На запястье у мальчика были большие золотые часы.
-- Все в порядке, -- сказал врач.
Девочка-подросток, смуглая и хорошенькая, и тоже с симпатичными часиками, вошла в кабинет и улыбнулась Вайде. Такой улыбкой, которая говорила: Уже пора; пойдемте, пожалуйста, со мной.
-- Без боли, без боли, без боли, -- повторял врач, точно нервную детскую считалку.
Без боли, подумал я, как странно.
-- Вы хотите смотреть? -- спросил у меня врач, показав на смотровую кушетку в операционной, где я мог сидеть, если мне хотелось посмотреть на аборт.
Я перевел взгляд на Вайду. Она не хотела, чтобы я смотрел, и я не хотел смотреть тоже.
-- Нет, -- ответил я. -- Я останусь здесь.
-- Пойдемте, прошу вас, милая, -- сказал врач.
Девочка тронула Вайду за руку, Вайда зашла с ней в операционную, и врач закрыл дверь, но она, на самом деле, не закрылась. Она осталась открытой примерно на дюйм.
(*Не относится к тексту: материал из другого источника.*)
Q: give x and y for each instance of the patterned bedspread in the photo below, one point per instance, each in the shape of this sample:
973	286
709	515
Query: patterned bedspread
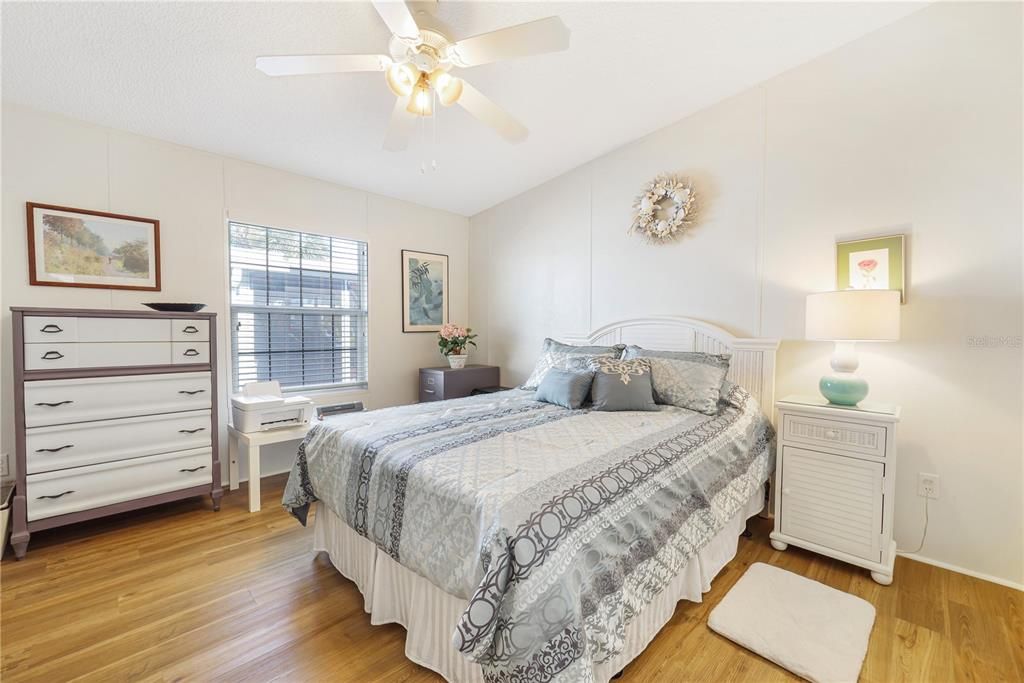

-- Больно не будет, -- сказала девочка. Она делала Вайде укол.
Затем врач сказал мальчику что-то по-испански, тот ответил «О'кей» и что-то сделал.
-- Снимите одежду, -- сказала девочка. -- И наденьте это.
Затем врач сказал что-то по-испански, мальчик ответил по-испански, а девочка сказала:
-- Пожалуйста. Теперь поднимите ноги. Вот так. Хорошо. Спасибо.
-- Все правильно, милая, -- сказал врач. -- Совсем не больно, правда? Все будет в полном порядке. Ты хорошая девочка.
Затем он сказал мальчику что-то по-испански, девочка сказала врачу что-то по-испански, а тот сказал что-то по-испански им обоим.
На миг в операционной стало очень тихо. Я чувствовал прохладный сумрак докторского кабинета у себя на теле, словно руку какого-то совершенно иного доктора.
-- Милая? -- сказал доктор. -- Милая?
Ответа не было.
Затем врач сказал что-то по-испански мальчику, и мальчик ответил чем-то металлическим, хирургическим. Врач сделал что-то этой штукой, металлической и хирургической, и вернул ее мальчику, а тот дал ему еще что-то, металлическое и хирургическое.
Некоторое время там все было либо тихо, либо металлически и хирургически.
Потом девочка сказала мальчику что-то по-испански, а он ответил ей по-английски:
-- Я знаю, -- сказал он.
Врач сказал что-то по-испански.
Девочка ответила ему по-испански.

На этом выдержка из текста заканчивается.